THREE PLAYERS WHO SHOULD LEAVE
Teddy Bridgewater, QB, New Orleans Saints
Last offseason, Bridgewater passed on a chance to start for the Dolphins, choosing instead to re-sign with New Orleans for another year of backup duty behind Drew Brees. Then, when Brees went down with a thumb injury, Bridgewater stepped up and compiled a 5-0 record with a 9:2 TD-to-INT ratio, answering any remaining doubts about his ability to once again be a bona fide starting QB after his 2016 knee injury. With Brees coming back for another season and Taysom Hill also likely to return, it would make little sense for either side to have Bridgewater on the Saints' roster in 2020, with Bridgewater appearing ready to bolt for a starting opportunity and New Orleans lacking the cap space to keep him. Tampa is an intriguing possibility for the 27-year-old; after Jameis Winston's 30-interception 2019, the Bucs would surely appreciate Bridgewater's turnover-averse ways.
Yannick Ngakoue, Edge, Jacksonville Jaguars
In the wake of reports that the Jaguarsintend to use the franchise tag on him, Ngakoue made it clear he wants out of Jacksonville. Though the team will be shorthanded after having bid farewell to veterans A.J. Bouye, Marcell Dareus and Jake Ryan, the ideal scenario for both sides could be for the Jags to tag Ngakoue, then find a trade partner who could send draft picks to Jacksonville and offer a big-bucks extension to Ngakoue, a la the trades that sent Frank Clark from the Seahawks to the Chiefs and Dee Ford from the Chiefs to the 49ers last offseason.

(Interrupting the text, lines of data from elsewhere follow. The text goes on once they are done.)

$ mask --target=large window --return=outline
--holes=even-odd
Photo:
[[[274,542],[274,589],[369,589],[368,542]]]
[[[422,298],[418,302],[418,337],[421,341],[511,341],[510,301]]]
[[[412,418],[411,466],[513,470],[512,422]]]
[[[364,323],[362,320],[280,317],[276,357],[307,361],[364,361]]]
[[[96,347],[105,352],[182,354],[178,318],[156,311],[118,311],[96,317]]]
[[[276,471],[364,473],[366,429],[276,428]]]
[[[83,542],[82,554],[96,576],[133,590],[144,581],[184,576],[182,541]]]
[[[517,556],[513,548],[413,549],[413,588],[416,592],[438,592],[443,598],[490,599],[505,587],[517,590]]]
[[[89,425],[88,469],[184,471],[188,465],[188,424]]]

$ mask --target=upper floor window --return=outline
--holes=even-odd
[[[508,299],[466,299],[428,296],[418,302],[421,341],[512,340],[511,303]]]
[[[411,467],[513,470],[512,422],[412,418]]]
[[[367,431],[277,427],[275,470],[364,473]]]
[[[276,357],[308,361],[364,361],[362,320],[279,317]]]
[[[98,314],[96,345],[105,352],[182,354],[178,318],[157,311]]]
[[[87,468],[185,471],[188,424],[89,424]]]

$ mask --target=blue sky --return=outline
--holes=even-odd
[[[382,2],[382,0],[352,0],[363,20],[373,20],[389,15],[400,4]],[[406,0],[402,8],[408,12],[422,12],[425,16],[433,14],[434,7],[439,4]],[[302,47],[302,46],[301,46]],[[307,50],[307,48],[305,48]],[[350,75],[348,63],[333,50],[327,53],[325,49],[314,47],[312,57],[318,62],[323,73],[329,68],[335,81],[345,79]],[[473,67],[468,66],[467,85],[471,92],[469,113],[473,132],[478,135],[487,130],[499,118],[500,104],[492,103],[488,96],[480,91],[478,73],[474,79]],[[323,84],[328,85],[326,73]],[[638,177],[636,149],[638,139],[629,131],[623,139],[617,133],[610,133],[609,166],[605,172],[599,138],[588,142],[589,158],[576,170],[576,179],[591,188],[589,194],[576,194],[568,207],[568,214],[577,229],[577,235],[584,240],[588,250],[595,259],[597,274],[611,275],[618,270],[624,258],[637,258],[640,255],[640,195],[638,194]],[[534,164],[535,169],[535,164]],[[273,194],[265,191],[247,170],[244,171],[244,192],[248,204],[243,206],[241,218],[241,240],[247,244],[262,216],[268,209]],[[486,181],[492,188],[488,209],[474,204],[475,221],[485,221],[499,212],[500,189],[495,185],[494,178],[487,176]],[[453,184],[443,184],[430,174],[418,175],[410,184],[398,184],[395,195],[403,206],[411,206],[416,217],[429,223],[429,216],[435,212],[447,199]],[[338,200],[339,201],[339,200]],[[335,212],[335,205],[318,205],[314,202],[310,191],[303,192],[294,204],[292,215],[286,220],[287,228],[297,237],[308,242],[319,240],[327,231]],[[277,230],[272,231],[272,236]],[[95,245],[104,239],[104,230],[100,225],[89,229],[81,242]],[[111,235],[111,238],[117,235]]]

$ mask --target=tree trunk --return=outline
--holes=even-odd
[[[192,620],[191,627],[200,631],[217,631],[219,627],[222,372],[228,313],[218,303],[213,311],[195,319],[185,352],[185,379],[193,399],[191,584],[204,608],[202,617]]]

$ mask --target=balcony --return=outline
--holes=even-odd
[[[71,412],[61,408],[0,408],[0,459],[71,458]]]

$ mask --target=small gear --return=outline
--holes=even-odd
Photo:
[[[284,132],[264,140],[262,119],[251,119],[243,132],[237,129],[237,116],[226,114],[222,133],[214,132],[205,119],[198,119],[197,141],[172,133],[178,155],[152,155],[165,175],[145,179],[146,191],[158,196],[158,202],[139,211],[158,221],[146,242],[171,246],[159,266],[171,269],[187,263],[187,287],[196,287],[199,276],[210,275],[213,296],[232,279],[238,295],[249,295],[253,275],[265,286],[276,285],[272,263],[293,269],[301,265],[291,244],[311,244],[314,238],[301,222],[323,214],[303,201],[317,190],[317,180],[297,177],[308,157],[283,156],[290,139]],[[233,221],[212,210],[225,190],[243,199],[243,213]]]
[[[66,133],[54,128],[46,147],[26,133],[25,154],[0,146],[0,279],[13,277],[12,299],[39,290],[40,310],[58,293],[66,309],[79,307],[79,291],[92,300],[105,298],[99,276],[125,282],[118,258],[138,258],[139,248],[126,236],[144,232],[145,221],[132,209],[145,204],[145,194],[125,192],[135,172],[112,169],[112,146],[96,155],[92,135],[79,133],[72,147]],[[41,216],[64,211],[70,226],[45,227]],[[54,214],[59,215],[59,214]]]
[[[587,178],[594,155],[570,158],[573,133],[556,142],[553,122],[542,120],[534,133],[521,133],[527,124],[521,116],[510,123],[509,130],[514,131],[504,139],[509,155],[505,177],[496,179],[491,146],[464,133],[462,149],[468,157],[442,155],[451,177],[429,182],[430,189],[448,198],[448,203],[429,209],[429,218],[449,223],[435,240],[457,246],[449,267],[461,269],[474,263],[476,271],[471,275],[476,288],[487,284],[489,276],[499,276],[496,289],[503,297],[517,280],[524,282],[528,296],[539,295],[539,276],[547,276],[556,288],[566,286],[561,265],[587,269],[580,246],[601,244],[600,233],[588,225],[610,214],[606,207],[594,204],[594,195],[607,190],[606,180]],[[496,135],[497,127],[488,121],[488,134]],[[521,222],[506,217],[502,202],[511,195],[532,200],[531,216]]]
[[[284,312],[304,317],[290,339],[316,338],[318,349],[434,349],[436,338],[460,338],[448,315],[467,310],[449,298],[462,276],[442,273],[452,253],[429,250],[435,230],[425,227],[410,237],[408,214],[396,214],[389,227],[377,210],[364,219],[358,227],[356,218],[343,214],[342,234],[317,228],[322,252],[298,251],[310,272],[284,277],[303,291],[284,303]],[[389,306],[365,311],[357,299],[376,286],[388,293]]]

Joe Schobert, LB, Cleveland Browns
This one is a bit of a cheat, because while the Browns haven't indicated anything officially, Cleveland.com reported in February that the team won't be re-signing the linebacker this offseason as it focuses on filling glaring needs on the offensive line. But if Cleveland doesn't want him, Schobert should have no trouble finding someone willing to pay him $10 million per season this offseason -- as a defender who can make plays in space and serve a leadership role, he'll be well worth that cost. In 2019, the 26-year-old registered a career-high nine passes defensed and four picks.